Réunion du 14 octobre 2009 à 10h00
Commission des affaires étrangères

Karen Abu Zayd :

On ne peut pas vraiment parler d'intégration puisque même en Jordanie où les Palestiniens sont traités comme des citoyens, les réfugiés restent des réfugiés en attendant les négociations sur le statut final à la fin du processus de paix. Mais cela donne aux réfugiés le choix de rester là où ils sont, d'aller ailleurs ou de revenir un jour dans le futur Etat palestinien. Quoi qu'il en soit, ils demandent à bénéficier du droit au retour. C'est d'ailleurs une donnée commune aux réfugiés dans le monde entier. 6 % des réfugiés dépendent de nos services sociaux ; les autres ont un emploi et un tiers seulement vit dans les camps. Ils sont intégrés au niveau économique mais ils ne se sentent pas à égalité avec les autres citoyens et, d'une certaine manière, ils restent des citoyens de seconde classe, ce que vient leur rappeler la mention figurant sur leur passeport.

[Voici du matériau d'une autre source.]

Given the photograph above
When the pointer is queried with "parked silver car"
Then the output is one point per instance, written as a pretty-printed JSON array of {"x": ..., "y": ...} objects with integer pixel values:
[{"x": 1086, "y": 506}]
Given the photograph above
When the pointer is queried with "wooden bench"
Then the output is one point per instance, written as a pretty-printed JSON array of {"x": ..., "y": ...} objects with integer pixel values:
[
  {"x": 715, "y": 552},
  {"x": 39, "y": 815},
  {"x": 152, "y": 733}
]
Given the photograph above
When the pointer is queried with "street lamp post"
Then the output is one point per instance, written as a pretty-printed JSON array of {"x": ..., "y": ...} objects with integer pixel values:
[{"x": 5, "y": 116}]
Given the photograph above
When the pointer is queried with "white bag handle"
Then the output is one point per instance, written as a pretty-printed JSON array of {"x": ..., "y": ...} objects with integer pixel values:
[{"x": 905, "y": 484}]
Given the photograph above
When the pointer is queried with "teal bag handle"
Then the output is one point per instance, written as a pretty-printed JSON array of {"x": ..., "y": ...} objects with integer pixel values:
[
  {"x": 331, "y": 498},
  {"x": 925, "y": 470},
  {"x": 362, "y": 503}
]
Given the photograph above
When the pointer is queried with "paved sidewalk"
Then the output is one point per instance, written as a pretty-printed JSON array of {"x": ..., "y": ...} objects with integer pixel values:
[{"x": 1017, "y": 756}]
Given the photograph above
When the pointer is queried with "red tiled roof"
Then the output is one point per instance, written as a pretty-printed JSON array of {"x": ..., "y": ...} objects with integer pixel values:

Concernant le nombre de réfugiés qui pourraient revenir si un Etat palestinien venait à être créé, il n'est pas facile à évaluer. Pour ceux qui se trouvent en Jordanie et y ont une maison, un travail, des enfants voire des petits-enfants nés dans ce pays, vont-ils rester en Jordanie ou revenir en Palestine où ils n'auraient pas nécessairement de possibilité d'emploi, de logement ? Ce sont des éléments dont ils vont tenir compte. Pour ceux qui sont au Liban, la question est différente puisque le gouvernement libanais leur a signifié clairement qu'ils n'ont pas le droit de rester au Liban et qu'ils sont de ce fait voués à retourner en Palestine ou à aller ailleurs, où il existe des possibilités d'établissement, ce que le Président Mahmoud Abbas leur a expliqué publiquement lors de son déplacement au Liban.

Concernant la différence entre Etats, on entend peu parler des réfugiés dans les autres Etats parce qu'ils sont dans des situations stables et traités comme des citoyens, par exemple en Jordanie, et l'agence est tout à fait heureuse de travailler avec ces gouvernements pour compléter ce qu'ils offrent aux réfugiés. La situation est différente au Liban. Jusqu'en 2005, il y avait soixante-douze emplois interdits aux réfugiés et, si l'UNRWA apportait aux réfugiés les services de base (éducation, santé, aide sociale et alimentaire etc..), nous ne pouvions pas par contre améliorer les infrastructures dans les camps (habitations, voirie, élargissement des écoles, etc.). Depuis, la rhétorique du gouvernement libanais a évolué, certains emplois leur ont été autorisés, ce qui a changé les choses et nous avons obtenu le droit d'améliorer la situation dans les camps, sous la forme de projets en coopération étroite avec les gouvernements. Nous avons reçu 26 millions de dollars de la communauté des donateurs suite à la destruction du camp de NBC pour répondre aux besoins humanitaires de la population du camp (entre septembre 2008 et octobre 2009). Après s'être attelée aux situations les plus urgentes, l'agence s'est consacrée au cours des trois dernières années à la situation dans les camps. A Gaza et en Cisjordanie, les réfugiés se trouvent déjà dans ce qui devrait être leur futur Etat. Nous travaillons en étroite collaboration avec tous les gouvernements hôtes en matière de services fournis (éducation, santé, etc.) pour que cela soit conforme à leurs spécifications techniques. Il faut que ce qui est donné aux Palestiniens par les gouvernements hôtes soit identique à ce qu'ils accordent aux réfugiés d'autres origines d'une part et à leurs citoyens d'autre part, ce qui implique un travail avec chacun d'entre eux et avec les réfugiés dans chaque pays.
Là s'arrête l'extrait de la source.